You handle everything yourself:
Your App → [Your IPA parser] → [Your frame builder] → speechPlayer_queueFrame/Ex() → DSP → Audio
What you do:
• Parse IPA text into phonemes
• Look up formant values from your own phoneme table
• Build speechPlayer_frame_t structs (47 parameters)
• Build speechPlayer_frameEx_t structs (5 parameters) if you want voice quality
• Calculate timing/duration yourself
• Call speechPlayer_queueFrame() or speechPlayer_queueFrameEx() directly
• Mix per-phoneme FrameEx with user settings yourself (if desired)
Pros: Full control, no frontend dependency, smaller footprint Cons: You reimplement all the phoneme logic, coarticulation, prosody, etc.
Path B: Frontend + DSP (nvspFrontend.dll → speechPlayer.dll)

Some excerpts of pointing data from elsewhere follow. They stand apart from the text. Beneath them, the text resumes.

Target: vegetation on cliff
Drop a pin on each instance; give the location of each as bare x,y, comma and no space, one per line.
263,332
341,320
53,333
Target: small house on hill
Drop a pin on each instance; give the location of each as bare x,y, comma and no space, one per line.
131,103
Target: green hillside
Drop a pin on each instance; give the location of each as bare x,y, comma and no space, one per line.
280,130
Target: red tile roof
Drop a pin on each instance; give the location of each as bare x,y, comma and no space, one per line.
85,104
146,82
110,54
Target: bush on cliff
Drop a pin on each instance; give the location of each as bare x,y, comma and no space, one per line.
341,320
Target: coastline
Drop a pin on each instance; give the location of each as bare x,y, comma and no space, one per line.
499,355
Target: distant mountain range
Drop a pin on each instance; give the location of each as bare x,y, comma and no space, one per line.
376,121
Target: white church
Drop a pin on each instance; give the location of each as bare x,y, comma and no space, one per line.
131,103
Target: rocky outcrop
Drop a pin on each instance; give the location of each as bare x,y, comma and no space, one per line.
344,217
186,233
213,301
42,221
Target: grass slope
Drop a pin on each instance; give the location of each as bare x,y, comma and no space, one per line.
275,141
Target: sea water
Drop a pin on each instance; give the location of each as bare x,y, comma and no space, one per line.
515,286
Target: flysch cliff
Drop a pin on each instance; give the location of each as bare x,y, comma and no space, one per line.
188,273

Frontend does the heavy lifting:
Your App → nvspFrontend_queueIPA[_Ex]() → [Frontend magic] → Your Callback → speechPlayer_queueFrame/Ex() → DSP → Audio
You might be thinking, but that's more layers!
The alternative would be pushing mixing into the DSP, but then:
• DSP needs phoneme awareness (wrong layer!)
• Or every driver reimplements mixing (inconsistency, bugs)
The "extra layer" is actually the frontend doing its job - keeping linguistic smarts out of the DSP and out of every driver.